Παρασκευή 15 Μαΐου 2015

The courage to call genocide what it is: Recalling the Armenian slaughter, 100 years later

As the American ambassador to the Ottoman Empire during World War I, my grandfather, Henry Morgenthau Sr., was an eyewitness on April 24, 1915, when 300 prominent Armenians were rounded up and killed in Constantinople. Thus began the Armenian genocide, one of the most brutal episodes of the war and one that profoundly changed the course of my grandfather’s life.
That genocide would eventually encompass the murder of more than a million Armenian Christians, and the elimination of that entire minority population from what is now eastern Turkey.
My grandfather was horrified by the events that began unfolding that day. He understood the importance of countering a threat to a people with ancient history, ancient culture and intense identity. As a Jew, he also understood the necessity of survival.
His response to this systematic extermination was threefold. First, he confronted the perpetrators of the atrocities — who acknowledged their crimes with impunity, and told him to mind his own business.
So his second response was to go public, to condemn the Turkish government and try to focus world attention on the slaughter occurring all around him.
Finally, he came home to become the moving spirit of the American relief effort. Through public meetings, writing and speaking, he generated an extraordinary outpouring of aid from this country — the equivalent of roughly $1 billion today — that helped to save thousands of destitute survivors. Still today, this remains one of the brightest examples of foreign aid in U.S. history.
And yet, since that time, Turkey has denied the very existence of the genocide. And the world has been only too willing to forget. In the short span of history from Woodrow Wilson’s Fourteen Points through the treaties of Sevres and Lausanne, the principle of an independent homeland for Armenians was first weakened and then ignored.

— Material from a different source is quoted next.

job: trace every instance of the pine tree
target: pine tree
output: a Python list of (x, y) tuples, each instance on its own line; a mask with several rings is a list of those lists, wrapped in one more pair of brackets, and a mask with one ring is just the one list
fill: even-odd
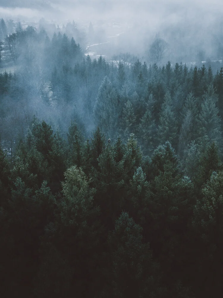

And then, through 100 years of political lobbying and international maneuvering, the Turkish government worked to erase the Armenian genocide from the front page of history.
Today they continue to pressure the Obama administration to avoid using the word “genocide” when the President issues his proclamation observing the 100th anniversary of the atrocities. The President would be well-advised to resist that pressure — and not only to bring justice to the Armenians.
Today the Obama administration faces humanitarian crises on multiple fronts, where ruthless corps of armed hoodlums seek to impose ethnic and religious cleansing on helpless civilian populations. Any one of these regional conflicts could escalate from humanitarian crisis to all-out genocide.
No doubt, there is no single, simple solution to fashioning an American response. But what is certain is that no response will be effective without moral leadership. And moral leadership is impossible when crimes against humanity are met with euphemisms. Forgetfulness and equivocation only embolden despots.
In 1939, when Hitler was explaining the rationale for wiping out the Polish people in order to take over their land, he asked, “Who, after all, speaks today of the annihilation of the Armenians?” If there had been a greater outcry and condemnation from the international community, perhaps Hitler would not have been so encouraged to proceed with his plans.
Elie Wiesel has famously said that the opposite of love is not hate. It is indifference. If we want to consider ourselves a civilized people, we can never again be indifferent to the brutal treatment of others.
My grandfather spent his life trying to make things right for the Armenians. This year, in commemoration of the 100th anniversary of the genocide and America’s historic effort to help the survivors, I call on our President to speak out and recognize the events of 1915 for what they were — the first genocide of the 20th century.
Morgenthau was Manhattan district attorney and is of counsel at Wachtell, Lipton, Rosen & Katz.